Book Review: The Santa Claus Man: The Rise and Fall of a Jazz Age Con Man
Alex Palmer, 2015
Premise: In the early 1900s, more children began to write letters to Santa, and the Post Office asked for help. Enter John Duval Gluck Jr. and his creation: The Santa Claus Association.
This was an interesting book overall, although the payoff is smaller than I would have preferred.
The book paints a complex and intriguing picture of New York in the first few decades of the twentieth century, particularly around Christmas. The specific story of Gluck and his various "charities" is only the largest thread; the book also explores early influences on the image of Santa, how various staples of Christmas (public tree-lightings, parades, etc.) started or became notable in New York City.
I actually thought the information about how children came to write to Santa in the first place and how it was affected by the spread of efficient mail service was one of the most interesting parts.

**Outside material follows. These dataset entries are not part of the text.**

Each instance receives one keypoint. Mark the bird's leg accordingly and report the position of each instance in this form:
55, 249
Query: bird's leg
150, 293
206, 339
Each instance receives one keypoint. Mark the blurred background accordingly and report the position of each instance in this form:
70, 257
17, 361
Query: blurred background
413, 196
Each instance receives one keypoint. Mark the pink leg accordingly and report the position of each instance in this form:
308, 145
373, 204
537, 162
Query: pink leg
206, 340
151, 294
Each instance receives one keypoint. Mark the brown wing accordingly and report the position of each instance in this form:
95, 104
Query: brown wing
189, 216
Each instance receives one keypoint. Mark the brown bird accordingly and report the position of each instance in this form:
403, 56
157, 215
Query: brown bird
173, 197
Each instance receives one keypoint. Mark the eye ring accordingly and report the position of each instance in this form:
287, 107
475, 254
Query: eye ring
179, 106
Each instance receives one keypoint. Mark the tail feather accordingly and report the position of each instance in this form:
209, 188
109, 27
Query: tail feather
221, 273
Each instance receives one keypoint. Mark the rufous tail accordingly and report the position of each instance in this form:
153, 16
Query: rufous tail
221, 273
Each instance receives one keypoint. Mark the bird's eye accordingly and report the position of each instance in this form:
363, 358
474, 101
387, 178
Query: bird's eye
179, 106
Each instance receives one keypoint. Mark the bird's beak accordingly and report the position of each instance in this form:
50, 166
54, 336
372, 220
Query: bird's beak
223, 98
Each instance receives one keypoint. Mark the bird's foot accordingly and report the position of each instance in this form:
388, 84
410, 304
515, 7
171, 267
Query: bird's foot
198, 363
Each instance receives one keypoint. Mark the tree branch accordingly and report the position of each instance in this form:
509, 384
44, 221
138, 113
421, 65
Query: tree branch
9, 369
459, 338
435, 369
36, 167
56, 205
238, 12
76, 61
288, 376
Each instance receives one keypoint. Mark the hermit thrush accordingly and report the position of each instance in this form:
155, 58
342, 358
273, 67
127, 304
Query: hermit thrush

The Santa Claus Association filled a real need: the Post Office could barely handle the influx of packages as Christmas presents became more common, it certainly couldn't figure out what to do with mail to a mythical character. After a public outcry when it became known that the Dead Letter Office just destroyed Santa letters, any organization with a concrete plan to handle them was welcome to try.
Gluck started out bragging about how efficient his organization was compared to other charities, that he simply connected wealthy New Yorkers with children in need, providing wish lists to those who could fill them. By the end, however, it seems to have mostly been a money-making scheme which brought in copious donations and paid out very little.
He was also intimately involved in the rise and fall of the United States Boy Scout, a rival organization to the current Boy Scouts of America. (Fascinating reminder of the changes in American culture: the early BSA was criticized by the head of the rival org for being too religious and therefore pacifist.) Gluck refined many of his tactics for fundraising there, notably alleging that prominent figures supported the organization (without their knowledge). At the time, fundraising and publicity were fairly unregulated, and people like Gluck often took what we would consider an obscene percentage of whatever money was raised.
Probably due to the scarcity of records, the author (Gluck's great-grandnephew) is unable to provide any really startling or concrete information about many of Gluck's scams. There is a lot of circumstantial evidence, and investigations at the time determined that Gluck was a cheat and a swindler, but his various enterprises were merely shut down. Scandalous, yes, but there aren't records that show, for example, how much money was actually spent versus taken in, probably because Gluck saw the benefit of not having books that could be audited.
This was overall a good read, especially for those with less knowledge of Christmas history, but even I found some new facts to enjoy in here.